Registering your residence is something totally foreign to an American. In the U.S., you can move anywhere you want, every day if you wanted, and never have to register where you lived with any authorities. Here you must register with the city government, and they must validate that you in fact live where you say you live. I think it has more to do with whether you receive any benefits from the city, such as National Health Insurance.
So, I went to where I thought the office was, and was redirected by a nice woman there to another building down the street and around the corner. Once I was inside the Anagrafe office, I easily found the correct counter ( sportello) where I should register my residence in Venice. I managed to make myself understood to the girl behind the glass barrier, and she got started by handing me a long form to fill out. She had to go find another person to help in the dialogue at one point, but I knew when I saw her print out this really huge form that we had been successful. It was the same huge form I saw being used in Castel San Pietro Terme . The woman handed me a printed letter, which she stamped a few times and signed. The Italians LOVE To stamp documents. This indicated that I have applied for residency. The next step is that someone from the Comune comes to the apartment to inspect and ask you questions.
From my experience in Castel San Pietro Terme, I knew the police have 20 days to come do this inspection. In fact, when I went through this before, they came on the 8th day. I began looking for someone to come visit me in Venice, but the days ticked on, and no inspection. This wasn't looking good. It meant I would have to make a return trip to the Anagrafe office.
About 2 weeks after this, we did go back to the Anagrafe office, this time to do the same registration for my husband Michael, who had just received his Carta di Soggiorno. The process went a bit smoother because I had already been through it, and we walked out of the Anagrafe office with another letter, duly stamped and signed, and had been told that someone will come to the apartment.
On Dec 2, I made another trip to the Anagrafe office to ask what the status of our apartment inspection was, as no one had come yet. First, I studied up on , learning the correct sentences to say before I went. This was getting a bit easier.. and I was very happy that the woman in the Anagrafe office actually understood what I was asking!! I had to ask her to speak slowly to me, but I, in turn, understood most of what she was saying in response.

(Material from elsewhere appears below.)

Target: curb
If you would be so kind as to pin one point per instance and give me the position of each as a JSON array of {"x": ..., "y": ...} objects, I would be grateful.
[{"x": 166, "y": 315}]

She made a few phone calls, and finally turned to me and said she was sorry, but the man who does the inspections for Santa Croce, where we live, had been in the hospital. She didn't know when he would be able to come, and gave me his name and phone number. Basically, I was supposed to handle everything else on my own.
I went home happy, on the one hand, that I was able to navigate this whole episode with the Italian government on my own little ability to speak and understand the language. On the other hand, I was not looking forward to having to deal with someone over the phone who I knew would not know one word of English when I faltered. I needed a few days rest before I tackled this call!